Graphical file manager for Linux

SpaceFM was a desktop-independent, multi-panel, tabbed file manager for Linux. SpaceFM is built using the GTK+ toolkit. Available under the terms of the GNU General Public License, SpaceFM is free software.

== Features ==
- Panels: each window can contain up to four, independently configured panels. Each of which are in turn complete file managers with their own tabbed directory content, tool/status bars, etc.
- Tabs: each panel supports multiple folder tabs
- Configurable sidepanels: showing devices, bookmarks, directory tree.
- Configurable drag and drop and clipboard functions
- Video & image thumbnails
- Search with support for IEEE Pattern Matching Notation
- Bash integration (with in app tab completion)
- Task Manager & Queue: ability background long running tasks and continue working
- Built-in VFS, udev- or HAL-based device manager
- Network support: mount nfs, ftp, smb, ssh and iso
- Customizable menu system
- Lightweight desktop management capabilities (icons, wallpaper)
- Path bar with breadcrumb navigation

== History ==

SpaceFM was originally developed from a fork of the legacy PCMan File Manager and later PCManFM-Mod. The internal virtual filesystem (VFS), was retained and extended.
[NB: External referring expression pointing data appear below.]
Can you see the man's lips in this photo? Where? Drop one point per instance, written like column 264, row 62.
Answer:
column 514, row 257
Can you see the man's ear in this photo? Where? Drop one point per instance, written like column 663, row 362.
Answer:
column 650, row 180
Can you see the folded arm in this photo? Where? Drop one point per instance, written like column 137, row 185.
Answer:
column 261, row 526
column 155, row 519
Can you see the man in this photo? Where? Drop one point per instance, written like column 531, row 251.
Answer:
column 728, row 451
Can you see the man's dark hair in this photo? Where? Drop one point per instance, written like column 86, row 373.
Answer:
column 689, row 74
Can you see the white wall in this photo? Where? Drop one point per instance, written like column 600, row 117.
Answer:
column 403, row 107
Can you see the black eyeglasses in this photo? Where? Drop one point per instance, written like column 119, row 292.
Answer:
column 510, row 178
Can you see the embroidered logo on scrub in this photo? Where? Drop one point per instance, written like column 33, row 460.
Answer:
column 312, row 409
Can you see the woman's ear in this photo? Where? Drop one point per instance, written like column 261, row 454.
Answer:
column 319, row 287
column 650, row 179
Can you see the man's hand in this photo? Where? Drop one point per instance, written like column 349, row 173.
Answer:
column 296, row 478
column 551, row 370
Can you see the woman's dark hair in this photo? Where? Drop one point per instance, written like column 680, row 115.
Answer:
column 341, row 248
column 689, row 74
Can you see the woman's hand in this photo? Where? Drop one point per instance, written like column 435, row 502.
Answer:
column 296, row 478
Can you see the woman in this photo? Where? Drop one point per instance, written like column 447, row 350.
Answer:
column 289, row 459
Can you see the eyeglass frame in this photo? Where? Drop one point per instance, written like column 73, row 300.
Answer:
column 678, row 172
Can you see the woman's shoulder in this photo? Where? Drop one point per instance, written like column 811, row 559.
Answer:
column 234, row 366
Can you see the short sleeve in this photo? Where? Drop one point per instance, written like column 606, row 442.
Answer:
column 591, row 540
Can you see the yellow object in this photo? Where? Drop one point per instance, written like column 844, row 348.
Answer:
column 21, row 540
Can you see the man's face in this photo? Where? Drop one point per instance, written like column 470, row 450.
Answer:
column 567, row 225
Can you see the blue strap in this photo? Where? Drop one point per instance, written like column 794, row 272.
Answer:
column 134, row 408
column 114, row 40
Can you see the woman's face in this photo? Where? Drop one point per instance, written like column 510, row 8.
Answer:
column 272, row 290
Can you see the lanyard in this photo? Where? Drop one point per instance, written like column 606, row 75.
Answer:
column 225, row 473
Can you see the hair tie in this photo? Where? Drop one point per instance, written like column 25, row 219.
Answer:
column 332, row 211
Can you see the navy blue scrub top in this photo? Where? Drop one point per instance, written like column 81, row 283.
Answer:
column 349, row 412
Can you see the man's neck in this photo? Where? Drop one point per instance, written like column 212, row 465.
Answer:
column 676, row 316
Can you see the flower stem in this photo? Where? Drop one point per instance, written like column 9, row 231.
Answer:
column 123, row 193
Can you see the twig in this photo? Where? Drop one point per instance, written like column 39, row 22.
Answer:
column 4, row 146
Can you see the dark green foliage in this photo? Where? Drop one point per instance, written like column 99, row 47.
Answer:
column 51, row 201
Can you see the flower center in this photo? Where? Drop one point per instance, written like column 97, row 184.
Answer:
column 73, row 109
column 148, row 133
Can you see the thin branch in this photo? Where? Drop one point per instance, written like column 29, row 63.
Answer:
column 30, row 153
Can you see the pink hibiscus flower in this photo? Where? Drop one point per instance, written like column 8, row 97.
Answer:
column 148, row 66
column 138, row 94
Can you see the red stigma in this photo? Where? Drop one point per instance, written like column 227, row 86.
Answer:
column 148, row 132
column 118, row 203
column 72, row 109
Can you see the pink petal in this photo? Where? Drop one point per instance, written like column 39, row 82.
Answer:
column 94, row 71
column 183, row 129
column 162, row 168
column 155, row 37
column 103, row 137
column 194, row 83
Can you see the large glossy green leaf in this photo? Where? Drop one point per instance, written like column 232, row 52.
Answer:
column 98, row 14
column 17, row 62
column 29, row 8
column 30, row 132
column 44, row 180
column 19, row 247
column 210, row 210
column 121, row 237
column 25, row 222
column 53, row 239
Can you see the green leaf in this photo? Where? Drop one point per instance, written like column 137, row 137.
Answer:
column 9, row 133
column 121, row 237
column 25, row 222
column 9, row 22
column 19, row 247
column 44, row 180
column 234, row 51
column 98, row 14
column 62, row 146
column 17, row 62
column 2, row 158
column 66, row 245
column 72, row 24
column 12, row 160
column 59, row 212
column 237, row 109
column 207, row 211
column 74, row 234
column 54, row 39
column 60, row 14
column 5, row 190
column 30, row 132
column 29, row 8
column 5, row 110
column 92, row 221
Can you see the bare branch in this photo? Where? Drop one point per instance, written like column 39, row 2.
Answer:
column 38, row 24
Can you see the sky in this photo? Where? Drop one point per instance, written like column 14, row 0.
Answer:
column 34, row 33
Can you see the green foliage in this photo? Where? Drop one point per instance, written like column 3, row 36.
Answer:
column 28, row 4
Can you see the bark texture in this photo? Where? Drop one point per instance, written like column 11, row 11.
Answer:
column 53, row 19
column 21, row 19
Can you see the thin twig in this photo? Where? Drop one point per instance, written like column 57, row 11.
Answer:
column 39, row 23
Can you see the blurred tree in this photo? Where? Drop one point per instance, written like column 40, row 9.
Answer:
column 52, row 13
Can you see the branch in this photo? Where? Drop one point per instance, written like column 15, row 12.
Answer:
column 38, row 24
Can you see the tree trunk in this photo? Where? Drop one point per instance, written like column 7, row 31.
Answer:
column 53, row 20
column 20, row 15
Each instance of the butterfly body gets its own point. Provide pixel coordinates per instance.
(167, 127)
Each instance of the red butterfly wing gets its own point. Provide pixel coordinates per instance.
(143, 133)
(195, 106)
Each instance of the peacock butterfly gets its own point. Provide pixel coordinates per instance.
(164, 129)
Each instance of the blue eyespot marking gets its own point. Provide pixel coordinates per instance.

Due to the extensive changes in many parts of the project, SpaceFM was released with its new name as an alpha test version in January 2012.

In version 0.7.5, April 2012, SpaceFM replaced udisks with direct udev support for device detection and information. It also supported multiple mount solutions including udevil (a mount program developed specifically for SpaceFM), pmount, udisks v1 or v2, or any program. This update also allowed for support of network filesystems.

In October 2012, the GTK3 version of SpaceFM was introduced, which supports GTK2 or GTK3.

Subsequent improvements include extending the features of SpaceFM's Desktop Manager, a new Menu Item Properties dialog for adding and customizing menu items, socket commands for interacting with a running instance, and an improved panel configuration memory.

While SpaceFM was still under development, the developers hosted a community-maintained wiki on GitHub, the latter of which also served as a repository for user-contributed plugins. Community support was also facilitated through SourceForge and an official IRC channel.

As of December 2022, SpaceFM is unmaintained software, with more than 200 open issues.

== Reception ==
Shashank Sharma of Linux Format gave SpaceFM three out of five stars in a roundup of several file managers for Linux. He concluded that it was "well-designed and highly configurable tool" but that it could use more features. He called the search function "flaky and unpredictable", as was the function to send files as email attachments. Sharma praised its robust support for plugins, writing that "Creating plugins for SpaceFM is quite easy and the entire process is discussed at length in the official documentation". Rene Millman of IT Pro called it one of the top five best file managers for Linux in 2021. Seth Kenlon of Opensource.com called SpaceFM lightweight but highly versatile and complex and recommended new users spend time experimenting with the software to understand its complexities.